As of May 2020, Colorado has estimated annual product sales at $1.77 billion dollars and over 40,000 people are licensed to work in the industry. It ranks second in the nation only behind California. Those numbers are not to be taken lightly. The cannabis industry economic growth indicator suggests an 8% annual increase in Colorado alone, and the industry is one of the fastest growing sectors of the United States’ economy.
So why does Wisconsin keep dragging their feet when it comes to reform? There are a myriad of reasons, but one thing elected officials should be looking at is the tax revenue gained from adult use.
Although there is a strong debate to suggest taxation is too high in legal states, Colorado is on track to surpass over $300 million of tax revenue. Because Covid19 has done a number on state and local economies across the nation, the extra revenue sure comes in handy filling the gaps.
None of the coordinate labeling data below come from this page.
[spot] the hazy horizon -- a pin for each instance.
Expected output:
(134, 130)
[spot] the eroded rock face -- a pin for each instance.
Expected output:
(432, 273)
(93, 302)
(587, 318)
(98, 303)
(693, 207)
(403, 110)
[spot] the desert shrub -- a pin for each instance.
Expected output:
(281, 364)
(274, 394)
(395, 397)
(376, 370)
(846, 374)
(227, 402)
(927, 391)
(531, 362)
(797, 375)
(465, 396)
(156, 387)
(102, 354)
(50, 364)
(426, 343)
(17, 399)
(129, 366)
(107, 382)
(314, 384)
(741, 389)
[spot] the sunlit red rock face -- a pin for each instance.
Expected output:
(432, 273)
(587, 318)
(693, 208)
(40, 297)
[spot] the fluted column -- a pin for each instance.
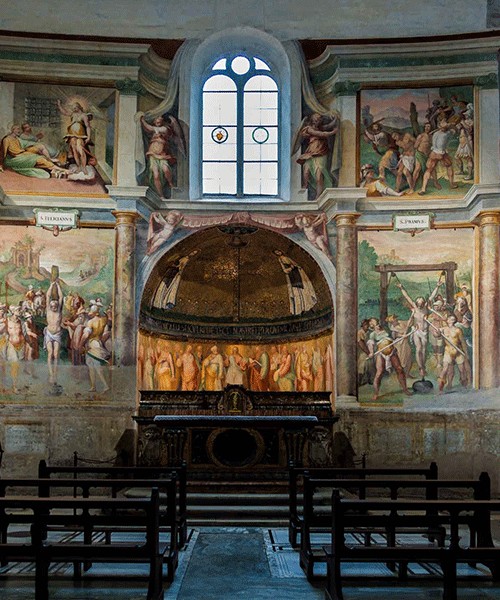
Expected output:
(125, 325)
(346, 304)
(489, 299)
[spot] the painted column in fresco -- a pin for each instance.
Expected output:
(489, 298)
(347, 303)
(124, 294)
(126, 131)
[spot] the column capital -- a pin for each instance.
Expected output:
(125, 217)
(129, 87)
(346, 219)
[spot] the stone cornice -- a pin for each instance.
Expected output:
(405, 62)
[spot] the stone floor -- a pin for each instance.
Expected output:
(230, 563)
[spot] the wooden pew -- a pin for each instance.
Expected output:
(296, 476)
(46, 471)
(48, 487)
(405, 515)
(317, 519)
(84, 513)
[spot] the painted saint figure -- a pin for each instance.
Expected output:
(258, 370)
(52, 334)
(78, 134)
(420, 312)
(301, 293)
(383, 350)
(188, 368)
(97, 356)
(212, 371)
(236, 367)
(26, 161)
(455, 354)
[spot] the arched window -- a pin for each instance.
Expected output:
(240, 121)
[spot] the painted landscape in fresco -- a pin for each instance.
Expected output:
(55, 312)
(56, 139)
(415, 314)
(305, 366)
(417, 143)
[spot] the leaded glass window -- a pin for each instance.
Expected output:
(240, 141)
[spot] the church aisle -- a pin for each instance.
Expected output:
(258, 564)
(230, 563)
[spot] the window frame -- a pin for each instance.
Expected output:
(240, 81)
(246, 41)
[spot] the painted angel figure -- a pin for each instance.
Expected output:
(164, 136)
(161, 228)
(316, 132)
(314, 228)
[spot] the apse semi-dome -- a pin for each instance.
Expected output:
(236, 282)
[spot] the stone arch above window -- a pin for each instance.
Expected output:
(239, 114)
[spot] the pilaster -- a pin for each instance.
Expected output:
(125, 325)
(347, 305)
(489, 298)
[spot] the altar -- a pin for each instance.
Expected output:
(235, 430)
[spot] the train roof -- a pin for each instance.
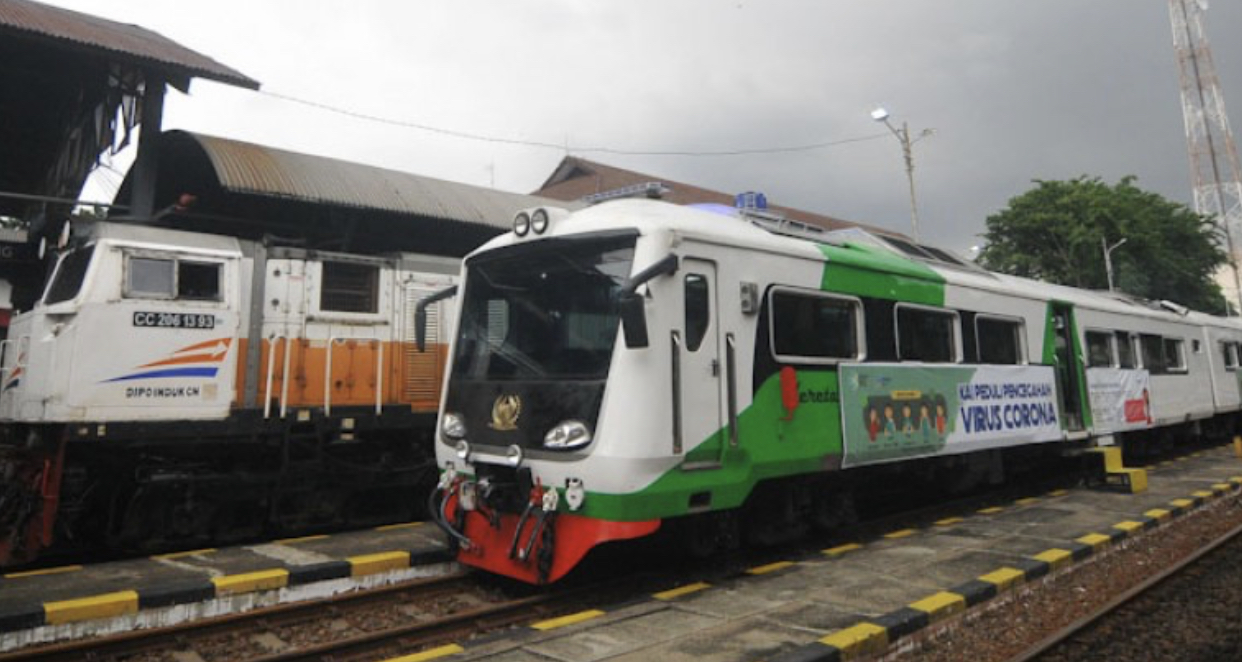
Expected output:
(774, 234)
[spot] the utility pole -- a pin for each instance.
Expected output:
(1214, 155)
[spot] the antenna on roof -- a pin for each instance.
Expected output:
(653, 190)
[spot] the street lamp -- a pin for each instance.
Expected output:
(903, 136)
(1108, 257)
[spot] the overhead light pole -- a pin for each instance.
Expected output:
(1108, 257)
(903, 136)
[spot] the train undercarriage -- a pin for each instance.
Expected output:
(128, 488)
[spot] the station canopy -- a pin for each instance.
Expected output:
(71, 88)
(220, 185)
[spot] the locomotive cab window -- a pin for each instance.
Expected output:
(70, 276)
(927, 334)
(809, 327)
(172, 278)
(999, 339)
(698, 311)
(1099, 349)
(1125, 355)
(349, 287)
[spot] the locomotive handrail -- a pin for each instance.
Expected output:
(285, 378)
(379, 371)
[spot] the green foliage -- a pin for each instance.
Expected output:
(1053, 232)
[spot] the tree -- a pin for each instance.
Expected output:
(1053, 232)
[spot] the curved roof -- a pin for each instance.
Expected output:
(246, 168)
(132, 42)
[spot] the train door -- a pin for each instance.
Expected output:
(1066, 363)
(697, 409)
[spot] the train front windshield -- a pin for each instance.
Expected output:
(544, 313)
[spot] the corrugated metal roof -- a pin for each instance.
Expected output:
(128, 41)
(246, 168)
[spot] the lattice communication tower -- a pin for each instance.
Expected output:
(1214, 155)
Those numbers do not reflect local sales tax, and many localities that regulated adult use continue to see their revenue streams increase from cannabis, as well.
Wisconsin could see similar numbers if the legislature could pass reform that benefits small business, entrepreneurial innovation that opens up the market and expands the workforce exponentially. Yet, we can’t even get a hearing on a watered down medical bill. They say money talks in politics, but in this case, this type of green is going across our borders.